OK, thank you for that review. For my own edification I will make a few comments or remarks now. I thought that a chart just had to be smooth -- I didn't realize that we actually only require the weaker condition that the chart only needs to be smoothly compatible.

Also, I suspected that the atlas generated by the map x^3 would have more charts than just x^3 in the atlas. For example, take a new map $$x': M \rightarrow \mathbb{R}$$ which is just a translation of the old mapping, defined by $$x' = x^3 + p$$, where $$p \in \mathbb{R}$$. It looks like this chart is smoothly compatible with x^-1, since $$x^{-1} \circ x' = (x^3 + p)^{1/3}$$ is differentiable everywhere. Also the other direction $$x'^{-1} \circ x = (x^3 - p)^{1/3}$$ looks to be differentiable at all points in M.

I thought that we would need to check the smoothness of all these maps generated by x but I guess that's not necessary, you just only allow the charts in the atlas to be exactly the ones that are smoothly compatible with the original chart.

6. Jul 15, 2010

### quasar987

Actually, it does not make sense in a general topological manifold M to speak of the smoothness of a chart U-->R^n. Differentiability is something that makes sense for maps between normed vector spaces.
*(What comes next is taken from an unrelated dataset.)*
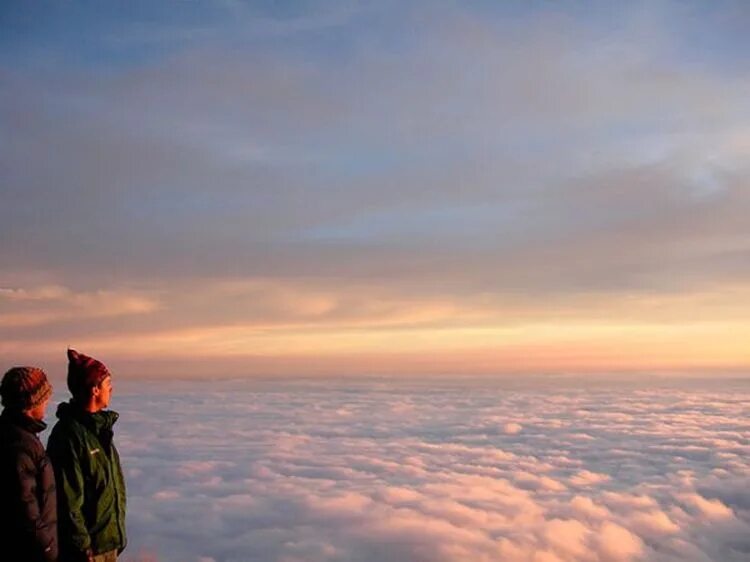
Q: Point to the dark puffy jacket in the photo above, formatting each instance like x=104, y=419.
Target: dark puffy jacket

Call $\phi:\mathbb{R}\rightarrow\mathbb{R}:x\mapsto x^3$ and $\psi:\mathbb{R}\rightarrow\mathbb{R}:x\mapsto x^3+p$. To check that these charts are smoothly compatible, you must check that $\psi\circ\phi^{-1}:x\mapsto x+p$ and $\phi\circ\psi^{-1}:x\mapsto x-p$ are smooth. Note that that you wrote the opposite: you checked that $\psi^{-1}\circ\phi$ and $\phi^{-1}\circ\psi$ are smooth (which they are not by the way; there is a problem at x=±p^{1/3}.)